Is this really a virus?

[JP Schriefer 5,590]

Somedays ago I downloaded some things on STEX and everything works fine. Today I was doing a back up to my Plugins when Avast warning these three files in the red rectangle as virus. Seeing I downloaded them in 16/07 I know it's from here. Do you know if it is really a virus and I can delete it? Because they are .EXE files and the BATs I downloaded was not .EXE. And they are the same file as you can see, it's like if I had downloaded it three times, it's really strange.

 

  Edited July 22, 2014 by Cyclone Boom  
Topic moved (seeing as this is not directly about SC4).

[APSMS 1,892]

It might be a virus; your web browser should have a history of all downloads to your computer and their source.

 

I would verify the source and check where it was from and what it was supposed to be. In the meantime I'd send them to quarantine or the Recycle Bin until you know for sure, just to be safe.

[Cyclone Boom 16,852]

The prefix "IMG_xxxx" looks like the format of an image taken from a camera. Though I'd be very careful about this. Viruses can sometimes aim to make a file appear as another type, when it's clearly an application. Seeing as you have the Windows setting "hide extensions for known file types" enabled, it'd be hard to change the extension by accident.

Have you tried uploading it to VirusTotal? This will scan the file with multiple virus scanners to give a second opinion.

[MushyMushy 3,617]

Have you tried scanning your computer with a malware scanner? If the files were malware, then they'd most likely pop up during the scan - along with the option to delete them.

[A Nonny Moose 8,261]

Funny files should at least be quarantined until you can get more information.  A screen shot should simply be a PNG or BMP.  I would under no circumstances open them except under special circumstances off-line.

[Duke87 1,070]

They look inherently suspicious and if Avast says they are malicious I would believe it. If Avast has a built-in mechanism to remove such things, use that. Otherwise you can try deleting them manually although that may not completely or permanently remove any damage, depending on how nasty whatever you've got is.

 

If you know or can figure out which specific STEX files you downloaded that day, do please notify the STEX staff about it so they can investigate.
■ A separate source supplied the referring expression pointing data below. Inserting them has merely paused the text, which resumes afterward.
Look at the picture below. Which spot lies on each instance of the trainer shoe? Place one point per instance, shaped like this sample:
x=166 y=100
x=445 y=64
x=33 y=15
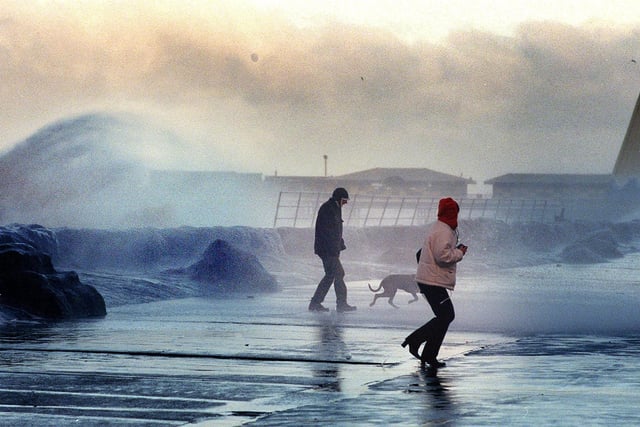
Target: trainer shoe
x=316 y=306
x=434 y=364
x=343 y=308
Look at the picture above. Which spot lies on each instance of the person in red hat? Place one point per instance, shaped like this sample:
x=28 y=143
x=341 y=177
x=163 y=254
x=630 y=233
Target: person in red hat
x=436 y=275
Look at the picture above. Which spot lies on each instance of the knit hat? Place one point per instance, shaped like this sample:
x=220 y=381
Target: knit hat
x=339 y=193
x=448 y=212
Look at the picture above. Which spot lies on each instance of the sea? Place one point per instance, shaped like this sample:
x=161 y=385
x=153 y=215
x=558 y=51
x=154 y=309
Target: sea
x=550 y=344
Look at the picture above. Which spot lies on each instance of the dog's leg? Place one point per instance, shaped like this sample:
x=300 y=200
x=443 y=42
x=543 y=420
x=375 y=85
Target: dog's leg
x=375 y=297
x=391 y=302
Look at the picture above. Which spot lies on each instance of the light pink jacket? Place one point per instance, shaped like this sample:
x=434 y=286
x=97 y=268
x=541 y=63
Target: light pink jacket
x=439 y=257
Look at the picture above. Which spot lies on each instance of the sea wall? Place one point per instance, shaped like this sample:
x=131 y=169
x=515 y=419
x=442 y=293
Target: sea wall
x=489 y=242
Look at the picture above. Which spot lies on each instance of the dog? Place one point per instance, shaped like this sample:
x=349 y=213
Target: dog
x=391 y=284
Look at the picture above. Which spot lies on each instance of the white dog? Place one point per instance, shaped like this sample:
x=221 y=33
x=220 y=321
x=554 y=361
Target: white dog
x=392 y=283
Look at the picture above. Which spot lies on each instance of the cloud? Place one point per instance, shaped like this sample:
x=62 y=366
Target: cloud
x=476 y=103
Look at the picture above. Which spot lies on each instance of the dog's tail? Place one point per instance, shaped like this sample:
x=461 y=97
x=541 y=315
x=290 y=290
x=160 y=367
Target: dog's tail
x=374 y=290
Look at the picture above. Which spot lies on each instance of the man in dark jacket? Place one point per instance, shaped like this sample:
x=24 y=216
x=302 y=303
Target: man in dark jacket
x=328 y=244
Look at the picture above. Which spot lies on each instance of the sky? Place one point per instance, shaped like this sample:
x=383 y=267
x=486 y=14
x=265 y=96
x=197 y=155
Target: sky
x=473 y=88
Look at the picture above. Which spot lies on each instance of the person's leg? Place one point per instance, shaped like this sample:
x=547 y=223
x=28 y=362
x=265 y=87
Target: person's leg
x=329 y=265
x=338 y=283
x=420 y=335
x=442 y=307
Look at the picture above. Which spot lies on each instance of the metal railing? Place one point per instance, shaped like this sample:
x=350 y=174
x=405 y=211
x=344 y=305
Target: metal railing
x=299 y=209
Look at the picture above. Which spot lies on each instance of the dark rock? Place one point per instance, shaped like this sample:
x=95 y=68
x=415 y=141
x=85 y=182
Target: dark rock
x=29 y=282
x=231 y=270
If an offending file can be identified, it will be removed.

 

Meanwhile it is also possible that this is a symptom of something which you previously caught from elsewhere, that infected those files after they were downloaded. Note that they were last modified more than 15 hours after the other exe files you have in that folder. Did you download more stuff from the STEX at 2 PM on the 16th, or was it all the night of the 15th?

[meister1235 92]

Do you have a history of which files you downloaded on this day and which sites you visited, otherwise it's impossible to be 100% sure to find the cause.

[JP Schriefer 5,590]

Just clarifying,

 

I downloaded again all files from STEX I downloaded that day and no virus was found \o/, the virus was really in the same time I was on STEX (16 july, 14:07). The other files you saw in image are 'last modify' in 15 july because I just paste them there from my pen drive, I have them a long time.

So, I was checking the historic when I noticed that in the same time I was on STEX I was in a suspicious chat on Facebook, a random user (looks fake) sent me a message with a file in the chat, I didn't opened it, but I'm almost sure it saved on my computer automatically. The last folder I downloadede something was in Plugin folder so the virus installed there, I think that's the unique explanation for it then.

Ckecked in the site Cyclone Boom said and it says it's a dangerous file indeed.

Thank all of you for your attention

and sorry about the confusion

[Indiana Joe 1,750]

It's a good idea to turn off automatic downloads.  As in, the dialogue window should pop up and you manually name and save every file.  That way nothing sneaks in.

 

I also recommend Malwarebytes as a secondary anti-virus program.

[A Nonny Moose 8,261]

Couldn't agree more.  Nothing, but nothing, is automatic on my system when it comes to the Internet, not even emergency fixes.  If I don't control the process nothing gets on my machine.

[T Wrecks 10,209]

And I cannot stress often enough how important it is to deactivate the option "hide extension for known file types". I could slap every single person responsible for this stupid and dangerous default setting (!) to the moon and back a hundred times, and then some. This is nothing but an open invitation to all kinds of fraud, trickery, and computer crime, as is an automatic donwload function or any other kind of auto-run or auto-execution feature. Carefully avoiding these can be more important than an AV software because it prevents problems from occurring in the first place rather than trying to fix what has already happened.

[A Nonny Moose 8,261]

^ Well said, my (now) fine feathered dinosaur.  One of the things I like about Linux is the fact that anything in a file name after a dot is treated the same as the rest of the file name.  It is only some application software that is concerned with silly external "file types".  The system looks at the data, not at the name.

[JP Schriefer 5,590]

Actually I only active automatic download when I need files in STEX. By an unlucky last time that happened.

[A Nonny Moose 8,261]

Strange.  In any case, I hope you won't do any more automatic downloading.